O vazio tem a mania das grandezas

José Gomes André, 02.04.13

Nasceu uma nova estrela. Um tal de Miguel Gonçalves, que Miguel Relvas (e quem mais?!) viu no Youtube e convidou para "embaixador" do "Impulso Jovem" (só esta frase já provoca um asco de morte). À semelhança de outros fenómenos da nossa praça, distingue-se pela "irreverência", pelo discurso "positivo" e por outras coisas que vêm sempre juntas neste tipo de pacote ("dinâmico", "criativo", "pró-activo", etc. - é ouvir o dito cujo). 

O problema de Miguel Gonçalves não é a referida "personagem", mas o facto de os seus dislates reproduzirem um discurso público cada vez mais difundido e aceite acriticamente pelos media, pelos governantes, pelas elites e pela população em geral. Discurso esse que mistura o pior do "darwinismo social" (o elogio do conflito social e a glorificação da lei do mais forte), um moralismo pseudo-científico de pacotilha (que condena os que sucumbem, imputando-lhes a culpa do seu "insucesso") e os elementos mais abjectos do novo totalitarismo linguístico "made in Wall Street" (que apela ao "empreendedorismo", à "reinvenção pessoal", ao "acreditar em si próprio" e ao "tornar-se senhor do seu destino").

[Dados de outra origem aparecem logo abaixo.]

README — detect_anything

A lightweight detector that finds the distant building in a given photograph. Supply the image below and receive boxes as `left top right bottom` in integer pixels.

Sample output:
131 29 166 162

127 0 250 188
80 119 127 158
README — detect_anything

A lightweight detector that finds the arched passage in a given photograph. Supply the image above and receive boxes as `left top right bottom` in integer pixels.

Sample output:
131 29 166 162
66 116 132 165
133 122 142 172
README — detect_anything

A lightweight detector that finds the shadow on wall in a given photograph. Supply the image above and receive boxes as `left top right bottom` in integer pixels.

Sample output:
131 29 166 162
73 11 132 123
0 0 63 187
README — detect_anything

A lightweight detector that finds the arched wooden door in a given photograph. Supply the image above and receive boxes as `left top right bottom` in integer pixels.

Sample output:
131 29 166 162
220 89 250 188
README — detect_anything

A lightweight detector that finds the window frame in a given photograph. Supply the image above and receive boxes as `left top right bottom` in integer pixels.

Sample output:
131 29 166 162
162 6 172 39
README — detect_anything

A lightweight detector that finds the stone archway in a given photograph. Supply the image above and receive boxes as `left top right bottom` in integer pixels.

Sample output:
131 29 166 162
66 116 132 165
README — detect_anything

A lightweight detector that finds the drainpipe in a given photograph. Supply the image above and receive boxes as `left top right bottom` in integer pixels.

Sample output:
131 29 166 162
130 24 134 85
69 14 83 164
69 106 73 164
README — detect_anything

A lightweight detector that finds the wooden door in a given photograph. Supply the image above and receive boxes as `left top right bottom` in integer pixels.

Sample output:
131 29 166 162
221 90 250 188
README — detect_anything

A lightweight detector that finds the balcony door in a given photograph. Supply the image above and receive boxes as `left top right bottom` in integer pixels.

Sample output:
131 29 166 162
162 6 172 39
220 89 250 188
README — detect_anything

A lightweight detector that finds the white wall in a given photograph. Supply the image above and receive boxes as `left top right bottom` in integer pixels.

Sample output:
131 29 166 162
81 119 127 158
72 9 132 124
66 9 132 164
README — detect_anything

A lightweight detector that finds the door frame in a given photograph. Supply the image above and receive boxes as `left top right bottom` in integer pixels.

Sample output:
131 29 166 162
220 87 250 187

Em suma, estamos perante um discurso político, social e económico que combina as inanidades de livros como "O Segredo" ("tu podes ser quem quiseres") com a profundidade da reflexão filosófica de um Zézé Camarinha. O pior de tudo isto? É que este discurso tem tanto de disparatado quanto de perigoso. Denunciá-lo já não é uma simples questão de bom-senso; é um dever de todos os homens civilizados.